Along with the laboratory work on the formation of minerals and rocks has gone an increasing amount of field work on the activities of accessible volcanoes, such as Kilauea and Vesuvius, where the fusion and recrystallization of rocks on a large scale can be observed and studied.
There was once a time when the confidence of the laboratory in the capacity of physics and chemistry to solve geological problems was not shared by all geologists. There were some who were inclined to view with considerable apprehension the vast ramifications and complications of natural rock formation as a problem impossible of adequate solution in the laboratory. It is, therefore, a matter of satisfaction to all those who have participated in these efforts to see the evidences of this apprehension disappearing gradually as the work has progressed. A careful appraisement of the situation to-day, after ten years of activity, reveals the fact that the tangible grounds for anxiety about the accessibility of the problems which were confronted at first are now for the most part dissipated.
It will not be possible to review in detail the lines of work sketched above. An outline of the synthetic work on systems of the mineral oxides and a paragraph on the volcano researches will perhaps suffice to indicate the general plan and purpose of the laboratory’s work. It should be added that the results of many of the researches of the laboratory, detailed below, have been published in the pages of the Journal (see 21, 89, 1906, and later volumes).

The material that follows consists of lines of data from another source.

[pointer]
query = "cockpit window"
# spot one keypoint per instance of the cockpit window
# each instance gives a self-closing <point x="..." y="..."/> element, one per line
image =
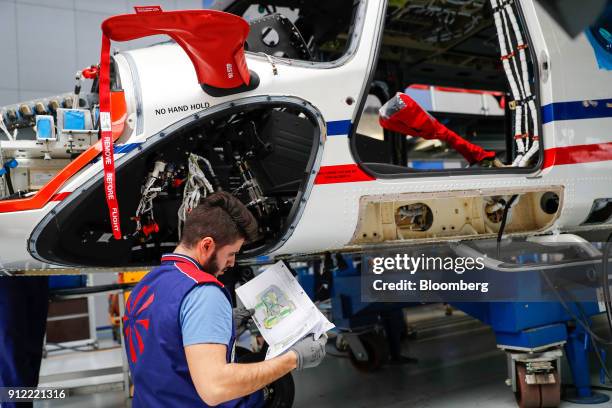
<point x="308" y="31"/>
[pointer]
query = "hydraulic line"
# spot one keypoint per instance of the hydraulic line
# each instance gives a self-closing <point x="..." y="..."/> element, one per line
<point x="504" y="220"/>
<point x="516" y="95"/>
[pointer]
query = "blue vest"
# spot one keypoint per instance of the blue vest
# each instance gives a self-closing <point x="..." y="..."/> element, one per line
<point x="153" y="339"/>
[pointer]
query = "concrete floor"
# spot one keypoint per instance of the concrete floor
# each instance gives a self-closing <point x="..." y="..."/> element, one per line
<point x="459" y="366"/>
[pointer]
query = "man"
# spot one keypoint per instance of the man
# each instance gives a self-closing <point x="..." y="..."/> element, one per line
<point x="179" y="331"/>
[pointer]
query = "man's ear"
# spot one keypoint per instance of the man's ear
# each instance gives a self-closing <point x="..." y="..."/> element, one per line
<point x="207" y="246"/>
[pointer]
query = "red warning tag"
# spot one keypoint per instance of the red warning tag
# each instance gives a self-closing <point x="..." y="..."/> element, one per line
<point x="147" y="9"/>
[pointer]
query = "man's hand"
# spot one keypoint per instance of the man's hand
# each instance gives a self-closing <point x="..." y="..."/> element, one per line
<point x="310" y="352"/>
<point x="241" y="317"/>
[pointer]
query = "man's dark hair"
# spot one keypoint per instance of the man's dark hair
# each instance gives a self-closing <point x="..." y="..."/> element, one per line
<point x="222" y="217"/>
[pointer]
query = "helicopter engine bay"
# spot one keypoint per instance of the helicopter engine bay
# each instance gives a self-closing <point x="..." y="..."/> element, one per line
<point x="241" y="153"/>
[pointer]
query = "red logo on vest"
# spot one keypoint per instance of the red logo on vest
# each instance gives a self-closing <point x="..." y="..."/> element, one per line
<point x="131" y="321"/>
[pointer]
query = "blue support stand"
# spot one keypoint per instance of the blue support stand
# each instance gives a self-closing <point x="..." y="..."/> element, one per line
<point x="576" y="350"/>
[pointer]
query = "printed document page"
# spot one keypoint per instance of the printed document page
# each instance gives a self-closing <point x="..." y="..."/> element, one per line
<point x="284" y="313"/>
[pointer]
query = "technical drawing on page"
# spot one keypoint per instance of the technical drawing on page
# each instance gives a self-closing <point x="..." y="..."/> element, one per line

Mineral Researches.—The mineral studies include:
I. One-component systems: silica, with its numerous polymorphic forms and their relations to temperature and the conditions of rock formation; alumina; magnesia; and lime.
II. Two-component systems: silica-alumina, including sillimanite and related minerals; silica-magnesia, including the tetramorphic metasilicate MgSiO3; silica-lime, including wollastonite; the alkali silicates, particularly with reference to their equilibria with carbon dioxide and with water; ferric oxide-lime; alumina-lime; alumina-magnesia, including spinel; and hematite-magnetite, a solid-solution series of an unusual type.
III. Three-component systems: silica-alumina-magnesia, completed but not yet published; silica-alumina-lime, complete, including the compounds that enter into the composition of portland cement; silica-magnesia-lime, completed but not yet published, including, however, published work on the diopside-forsterite-silica system, and on the CaSiO3-MgSiO3 series; and alumina-magnesia-lime.
IV. Four components: SiO2-Al2O3-MgO-CaO: the incomplete system anorthite-forsterite-silica; SiO2-Al2O3-CaO-Na2O: the series of lime-soda feldspars (albite-anorthite), and the series nephelite (carnegieite)-anorthite; SiO2-Al2O3-Na2O-K2O: the sodium-potassium nephelites.
V. Five components: SiO2-Al2O3-MgO-CaO-Na2O: the ternary system diopside-anorthite-albite (haplo-basaltic and haplo-dioritic magmas).